Un autre point important de l’accord est la reconnaissance de l’identité kurde. Jusqu’à présent, le nom officiel de la Syrie était « République arabe syrienne », ce qui excluait les autres minorités vivant dans le pays depuis des millénaires. L’un des aspects les plus visibles de cette situation est la langue, l’arabe étant la seule autorisée dans les institutions de l’État. Les efforts de l’AANES pour réorganiser un système éducatif en kurde ont permis une renaissance extraordinaire de leur culture et le nouveau gouvernement est désormais contraint de l’accepter.
Négociation ou affaiblissement
Qu’adviendra-t-il des institutions d’autogestion mises en place par l’AANES ? Les négociations en cours portent sur l’intégration des institutions administratives locales dans la nouvelle structure de l’État. Mais les communes et les conseils locaux auront-ils une autorité formelle sur leurs quartiers ? Les administrations municipales poursuivront-elles leur travail et l’État acceptera-t-il leur autonomie ? Ou bien enverra-t-il des représentants pour faire respecter son autorité sous la menace d’une arrestation et d’une action militaire ? Ces questions s’étendent également aux forces armées. Les FDS sont en négociation pour être intégrées dans la nouvelle armée, Mazlum Abdi déclarant qu’une telle intégration ne peut avoir lieu que si les FDS conservent l’autonomie et le commandement de leurs zones. Cette démarche vise à remettre en question non seulement l’autorité centralisée des États-nations, mais aussi leur monopole de la violence, en garantissant non seulement des moyens d’autogouvernance, mais aussi des moyens d’autodéfense. L’AANES est prête à résoudre ces questions par la diplomatie mais aussi à se défendre si les négociations échouent.

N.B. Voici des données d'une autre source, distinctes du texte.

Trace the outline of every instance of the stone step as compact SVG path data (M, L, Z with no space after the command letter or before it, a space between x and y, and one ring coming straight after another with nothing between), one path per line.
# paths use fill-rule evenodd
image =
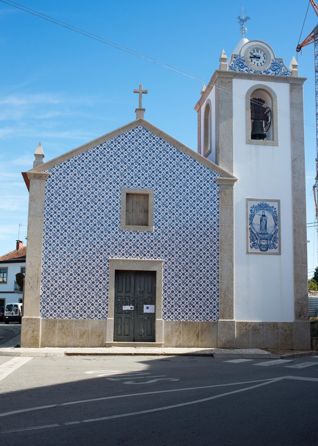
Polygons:
M163 342L105 342L105 347L157 347L162 348Z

Du point de vue des libertaires, ces négociations peuvent être considérées comme une trahison des principes révolutionnaires. Mais beaucoup d’entre nous sont ici depuis assez longtemps pour savoir que leurs manœuvres politiques sont souvent bien planifiées et calculées. Notre idéalisme et nos rêves révolutionnaires nous ont amenées au Rojava, et ici, nous avons rencontré nos camarades kurdes qui ne parlait pas seulement de municipalisme libertaire, mais qui le mettent en œuvre et qui sont capables de le défendre. Leurs idées de confédéralisme démocratique ne sont peut-être pas exactement anarchistes, mais après plus de quarante ans de lutte révolutionnaire, ils et elles ont suffisamment d’expériences et ont pu apprendre de leurs erreurs. Peut-être que ces négociations avec le nouvel État syrien signent la fin de la révolution. Mais nous en doutons sérieusement. Et c’est pourquoi nous décidons de continuer à défendre cette révolution, parce que nous avons beaucoup à apprendre d’elle.